Yeoh Siew Hoon is feeling generous this week. She’s decided to share the secrets she picked up at the Internet Summit she sneaked into.
Due to the overwhelming interest in my column last week on “Want to make wads of money? Yeah!”, I feel compelled to share with my fellow Transiters the few secrets I picked up.
Tell everyone you read it here first, ok? And remember me when you make your first million.
So here are the seven unbreakable rules for success on the new digital battlefield, according to Internet marketing millionaire, Mark Joyner, who spoke at the World Internet Mega Summit.
1. The only protection for your ideas is speed
It is not just who is first but who is seen to be first. You’ve got to move fast.
2. Be buzzworthy
Ideas are now moving at the speed of electrons. Stories and ideas that are genuinely buzzworthy are more sustainable than short-term tactics. They take a life of their own. But buzzworthy does not mean fads – like, for example, a photo of Bush and Madonna in bed together may create buzz but will not sell widgets. So …
3. The way to be buzzworthy for your business is through excellence.
If you are consistently excellent, then people will talk about you. Genuine word of mouth stimulated by excellence is the most powerful marketing there is.
4. There is but one thing to excel in and that is getting the customer what he wants.

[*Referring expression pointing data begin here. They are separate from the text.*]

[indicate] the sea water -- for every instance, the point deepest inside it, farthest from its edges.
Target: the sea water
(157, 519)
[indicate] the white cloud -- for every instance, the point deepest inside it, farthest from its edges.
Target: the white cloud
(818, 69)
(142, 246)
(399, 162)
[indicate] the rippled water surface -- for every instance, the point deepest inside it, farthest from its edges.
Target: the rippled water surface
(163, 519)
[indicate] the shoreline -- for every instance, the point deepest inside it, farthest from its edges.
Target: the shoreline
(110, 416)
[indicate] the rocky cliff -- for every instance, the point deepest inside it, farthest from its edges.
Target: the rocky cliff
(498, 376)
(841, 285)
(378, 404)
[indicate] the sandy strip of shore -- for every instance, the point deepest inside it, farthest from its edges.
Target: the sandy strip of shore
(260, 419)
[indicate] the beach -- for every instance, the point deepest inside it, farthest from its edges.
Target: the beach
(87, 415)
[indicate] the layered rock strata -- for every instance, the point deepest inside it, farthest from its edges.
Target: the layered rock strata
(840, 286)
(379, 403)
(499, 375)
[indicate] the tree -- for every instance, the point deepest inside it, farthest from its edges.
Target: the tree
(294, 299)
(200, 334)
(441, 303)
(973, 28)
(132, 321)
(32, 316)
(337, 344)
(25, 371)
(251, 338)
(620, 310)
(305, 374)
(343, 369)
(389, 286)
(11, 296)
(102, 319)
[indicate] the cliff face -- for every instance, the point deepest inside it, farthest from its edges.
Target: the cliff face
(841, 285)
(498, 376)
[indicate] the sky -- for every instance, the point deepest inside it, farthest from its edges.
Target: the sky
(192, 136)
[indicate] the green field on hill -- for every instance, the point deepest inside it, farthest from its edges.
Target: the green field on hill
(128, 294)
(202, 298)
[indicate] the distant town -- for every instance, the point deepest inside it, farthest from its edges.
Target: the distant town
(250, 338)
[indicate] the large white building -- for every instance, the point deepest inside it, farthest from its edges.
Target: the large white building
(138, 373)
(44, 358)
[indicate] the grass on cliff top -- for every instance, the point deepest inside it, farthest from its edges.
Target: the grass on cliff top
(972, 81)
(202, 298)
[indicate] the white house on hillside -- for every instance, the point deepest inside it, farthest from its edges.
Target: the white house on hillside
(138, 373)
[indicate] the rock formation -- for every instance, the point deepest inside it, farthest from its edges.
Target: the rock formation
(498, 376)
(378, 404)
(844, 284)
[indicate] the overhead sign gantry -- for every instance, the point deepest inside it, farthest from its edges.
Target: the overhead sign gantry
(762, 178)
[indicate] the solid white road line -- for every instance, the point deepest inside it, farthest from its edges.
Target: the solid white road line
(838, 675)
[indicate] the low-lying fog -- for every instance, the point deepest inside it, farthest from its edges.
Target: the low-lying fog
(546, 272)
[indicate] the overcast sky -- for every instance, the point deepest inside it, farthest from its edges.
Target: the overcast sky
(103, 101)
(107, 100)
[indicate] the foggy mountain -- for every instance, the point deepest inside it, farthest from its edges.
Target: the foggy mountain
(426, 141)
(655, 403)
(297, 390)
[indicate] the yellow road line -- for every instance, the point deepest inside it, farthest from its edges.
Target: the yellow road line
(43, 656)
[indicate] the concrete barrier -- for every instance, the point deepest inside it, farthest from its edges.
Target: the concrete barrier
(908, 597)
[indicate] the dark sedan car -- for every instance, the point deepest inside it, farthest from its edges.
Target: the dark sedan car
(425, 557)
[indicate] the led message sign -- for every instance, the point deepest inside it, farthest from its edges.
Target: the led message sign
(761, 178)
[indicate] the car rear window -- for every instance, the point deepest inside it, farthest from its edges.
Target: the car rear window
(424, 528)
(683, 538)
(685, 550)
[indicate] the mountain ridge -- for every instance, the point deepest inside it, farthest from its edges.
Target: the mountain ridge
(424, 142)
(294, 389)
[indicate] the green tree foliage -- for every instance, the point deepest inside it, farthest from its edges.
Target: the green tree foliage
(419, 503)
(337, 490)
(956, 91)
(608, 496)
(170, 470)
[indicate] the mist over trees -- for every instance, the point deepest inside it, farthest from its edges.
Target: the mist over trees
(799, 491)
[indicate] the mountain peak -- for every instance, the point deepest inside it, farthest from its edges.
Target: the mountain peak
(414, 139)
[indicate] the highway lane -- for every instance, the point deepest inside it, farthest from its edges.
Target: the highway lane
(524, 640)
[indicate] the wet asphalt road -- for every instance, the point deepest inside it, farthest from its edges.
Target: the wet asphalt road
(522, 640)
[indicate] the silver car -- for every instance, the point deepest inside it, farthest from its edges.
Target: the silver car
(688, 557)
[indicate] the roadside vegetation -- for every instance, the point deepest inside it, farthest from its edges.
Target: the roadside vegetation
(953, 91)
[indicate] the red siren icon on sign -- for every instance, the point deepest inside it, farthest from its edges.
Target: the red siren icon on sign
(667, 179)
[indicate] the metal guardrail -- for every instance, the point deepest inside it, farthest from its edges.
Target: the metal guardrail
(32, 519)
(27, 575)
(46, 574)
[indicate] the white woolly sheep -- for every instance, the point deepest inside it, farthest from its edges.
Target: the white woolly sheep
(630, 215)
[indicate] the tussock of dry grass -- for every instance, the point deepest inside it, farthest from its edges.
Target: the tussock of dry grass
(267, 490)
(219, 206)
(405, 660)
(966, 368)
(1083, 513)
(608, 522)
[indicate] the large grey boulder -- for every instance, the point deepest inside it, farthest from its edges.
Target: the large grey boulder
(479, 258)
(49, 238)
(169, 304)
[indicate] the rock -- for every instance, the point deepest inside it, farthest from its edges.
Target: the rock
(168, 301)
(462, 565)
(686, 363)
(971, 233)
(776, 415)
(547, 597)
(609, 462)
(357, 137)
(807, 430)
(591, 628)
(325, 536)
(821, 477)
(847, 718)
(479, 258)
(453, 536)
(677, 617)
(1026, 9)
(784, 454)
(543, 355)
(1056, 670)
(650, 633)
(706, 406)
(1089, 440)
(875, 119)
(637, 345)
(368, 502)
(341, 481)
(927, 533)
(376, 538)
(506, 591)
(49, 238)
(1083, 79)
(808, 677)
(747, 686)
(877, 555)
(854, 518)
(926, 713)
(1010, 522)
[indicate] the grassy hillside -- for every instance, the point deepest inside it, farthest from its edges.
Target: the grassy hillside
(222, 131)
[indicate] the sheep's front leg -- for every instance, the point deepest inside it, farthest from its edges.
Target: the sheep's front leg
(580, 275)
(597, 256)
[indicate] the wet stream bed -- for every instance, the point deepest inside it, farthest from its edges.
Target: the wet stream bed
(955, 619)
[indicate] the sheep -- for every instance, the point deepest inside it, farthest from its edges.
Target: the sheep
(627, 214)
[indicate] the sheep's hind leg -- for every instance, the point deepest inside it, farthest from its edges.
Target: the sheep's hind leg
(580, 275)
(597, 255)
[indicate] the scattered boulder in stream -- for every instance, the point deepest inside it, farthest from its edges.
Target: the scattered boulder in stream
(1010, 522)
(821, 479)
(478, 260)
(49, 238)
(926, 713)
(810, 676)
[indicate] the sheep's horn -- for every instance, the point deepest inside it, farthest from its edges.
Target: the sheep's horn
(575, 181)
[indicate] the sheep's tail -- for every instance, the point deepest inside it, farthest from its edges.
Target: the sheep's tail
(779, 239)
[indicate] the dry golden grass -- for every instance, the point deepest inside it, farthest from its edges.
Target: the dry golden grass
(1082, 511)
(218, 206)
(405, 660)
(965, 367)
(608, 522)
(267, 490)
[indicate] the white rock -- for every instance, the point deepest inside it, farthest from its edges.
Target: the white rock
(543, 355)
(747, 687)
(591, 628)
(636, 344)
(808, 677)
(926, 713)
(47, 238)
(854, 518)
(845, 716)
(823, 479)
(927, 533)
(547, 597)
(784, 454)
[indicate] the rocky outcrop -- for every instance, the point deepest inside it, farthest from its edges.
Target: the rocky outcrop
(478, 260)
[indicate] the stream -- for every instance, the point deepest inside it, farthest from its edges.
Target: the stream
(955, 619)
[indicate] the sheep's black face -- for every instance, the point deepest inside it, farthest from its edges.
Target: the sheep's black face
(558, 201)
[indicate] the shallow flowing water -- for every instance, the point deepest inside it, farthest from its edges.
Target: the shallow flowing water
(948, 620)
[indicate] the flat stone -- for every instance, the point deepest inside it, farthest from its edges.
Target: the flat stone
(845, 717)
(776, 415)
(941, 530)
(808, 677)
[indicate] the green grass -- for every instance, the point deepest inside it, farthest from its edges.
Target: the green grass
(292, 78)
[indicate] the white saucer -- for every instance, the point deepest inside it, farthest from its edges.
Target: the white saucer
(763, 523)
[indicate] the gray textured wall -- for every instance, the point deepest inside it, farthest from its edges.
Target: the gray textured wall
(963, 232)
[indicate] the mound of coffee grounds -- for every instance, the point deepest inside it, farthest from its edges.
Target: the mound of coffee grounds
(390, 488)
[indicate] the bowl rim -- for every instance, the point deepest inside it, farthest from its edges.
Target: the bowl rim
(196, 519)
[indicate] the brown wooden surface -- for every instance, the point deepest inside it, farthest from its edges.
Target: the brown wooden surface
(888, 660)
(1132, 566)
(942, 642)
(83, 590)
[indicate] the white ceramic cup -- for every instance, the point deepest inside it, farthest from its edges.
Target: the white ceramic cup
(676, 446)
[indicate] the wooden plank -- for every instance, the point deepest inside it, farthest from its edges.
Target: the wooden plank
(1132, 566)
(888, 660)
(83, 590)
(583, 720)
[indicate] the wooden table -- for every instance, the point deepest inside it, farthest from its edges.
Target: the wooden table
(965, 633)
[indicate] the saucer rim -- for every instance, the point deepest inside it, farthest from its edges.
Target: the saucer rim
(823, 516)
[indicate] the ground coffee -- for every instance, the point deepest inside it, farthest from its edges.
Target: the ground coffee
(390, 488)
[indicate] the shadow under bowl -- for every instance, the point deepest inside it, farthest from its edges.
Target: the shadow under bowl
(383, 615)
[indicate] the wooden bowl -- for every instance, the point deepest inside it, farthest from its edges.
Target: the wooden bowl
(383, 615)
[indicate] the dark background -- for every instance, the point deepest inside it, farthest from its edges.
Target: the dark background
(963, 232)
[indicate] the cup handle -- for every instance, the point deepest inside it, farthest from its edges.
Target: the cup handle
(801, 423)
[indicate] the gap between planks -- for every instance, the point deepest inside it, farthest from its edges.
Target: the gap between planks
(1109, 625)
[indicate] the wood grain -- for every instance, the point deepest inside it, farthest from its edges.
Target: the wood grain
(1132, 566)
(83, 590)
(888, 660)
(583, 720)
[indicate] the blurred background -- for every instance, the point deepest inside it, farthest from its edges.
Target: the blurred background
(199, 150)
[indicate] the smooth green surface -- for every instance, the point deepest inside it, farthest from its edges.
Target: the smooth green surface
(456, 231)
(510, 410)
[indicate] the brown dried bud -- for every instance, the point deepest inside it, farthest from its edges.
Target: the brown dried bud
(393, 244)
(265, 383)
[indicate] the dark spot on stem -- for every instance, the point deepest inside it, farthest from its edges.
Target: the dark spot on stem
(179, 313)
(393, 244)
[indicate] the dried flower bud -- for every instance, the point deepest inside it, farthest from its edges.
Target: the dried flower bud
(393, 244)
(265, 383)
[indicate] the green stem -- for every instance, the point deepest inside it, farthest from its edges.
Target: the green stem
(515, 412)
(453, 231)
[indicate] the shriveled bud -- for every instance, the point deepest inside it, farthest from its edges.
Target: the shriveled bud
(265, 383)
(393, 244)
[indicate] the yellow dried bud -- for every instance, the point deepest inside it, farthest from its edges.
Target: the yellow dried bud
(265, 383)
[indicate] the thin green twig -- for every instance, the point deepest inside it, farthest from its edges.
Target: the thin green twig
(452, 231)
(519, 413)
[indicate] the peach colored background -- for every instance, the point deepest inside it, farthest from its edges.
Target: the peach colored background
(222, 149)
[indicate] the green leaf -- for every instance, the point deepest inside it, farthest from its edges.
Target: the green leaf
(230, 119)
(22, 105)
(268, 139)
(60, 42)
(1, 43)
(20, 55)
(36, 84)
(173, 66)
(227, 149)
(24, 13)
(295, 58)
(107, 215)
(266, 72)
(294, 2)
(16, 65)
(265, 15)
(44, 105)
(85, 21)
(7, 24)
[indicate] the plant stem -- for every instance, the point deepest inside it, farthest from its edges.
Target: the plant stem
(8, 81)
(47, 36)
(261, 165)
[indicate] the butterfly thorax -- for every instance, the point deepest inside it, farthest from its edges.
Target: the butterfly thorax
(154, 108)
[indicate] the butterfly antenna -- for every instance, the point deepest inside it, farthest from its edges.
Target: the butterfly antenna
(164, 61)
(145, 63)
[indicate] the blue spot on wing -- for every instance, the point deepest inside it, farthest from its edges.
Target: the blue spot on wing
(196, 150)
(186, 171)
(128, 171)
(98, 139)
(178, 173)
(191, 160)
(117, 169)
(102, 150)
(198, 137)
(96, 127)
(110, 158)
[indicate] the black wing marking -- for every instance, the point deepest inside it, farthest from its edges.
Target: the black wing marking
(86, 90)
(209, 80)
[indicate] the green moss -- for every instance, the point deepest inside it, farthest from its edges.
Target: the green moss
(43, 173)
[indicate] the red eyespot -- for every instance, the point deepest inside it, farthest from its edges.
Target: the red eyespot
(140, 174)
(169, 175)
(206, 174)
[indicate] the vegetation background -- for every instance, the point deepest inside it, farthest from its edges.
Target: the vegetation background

The core imperative of business is, you make an offer and someone buys. This for that. Quid pro quo. Nothing more, nothing less. Money is just the symbolic representation of goods and services. To get them to part with money, get them what they want.
5. The beginning of buzz doesn’t just happen – you make it happen.
Buzz needs some sort of initial push – you need to get your ideas in front of people till you reach tipping point. But beware of over-hyped marketing, it makes people gun shy.
6. Integration marketing is the world’s most powerful make-it-happen force
Joyner cites the example of the world’s richest man and how he used his partnership with IBM to grow his business – the “moment that launched the world’s greatest amassing of personal wealth”.
In 1981, IBM approached Microsoft to develop an operating system, a partnership that meant Microsoft got money for every machine that IBM sold. Gates went on to license the operating system and later own it.
“It was nothing to do with deal-making but riding on the back of an existing infrastructure and getting in front of eyeballs already interested. This is nothing short of the Holy Grail of marketing.”
7. Only people, products and companies that practice unifying social dynamics will survive.
This, he says, will ensure our survival not just as business people but as a species.
Incidentally, Joyner may be an expert on making money while he sleeps but even he was defeated by the Singaporean chilli crab.
On his blog he wrote about his experience. “10 minutes after it came out, I was elbow deep in chili sauce trying pathetically to pull the crab meat out of this monstrosity. My wife was wiping my face ... Rolling up my sleeves ... I can do a lotta things. Handle a crab gracefully with my bare hands ain't one of 'em.”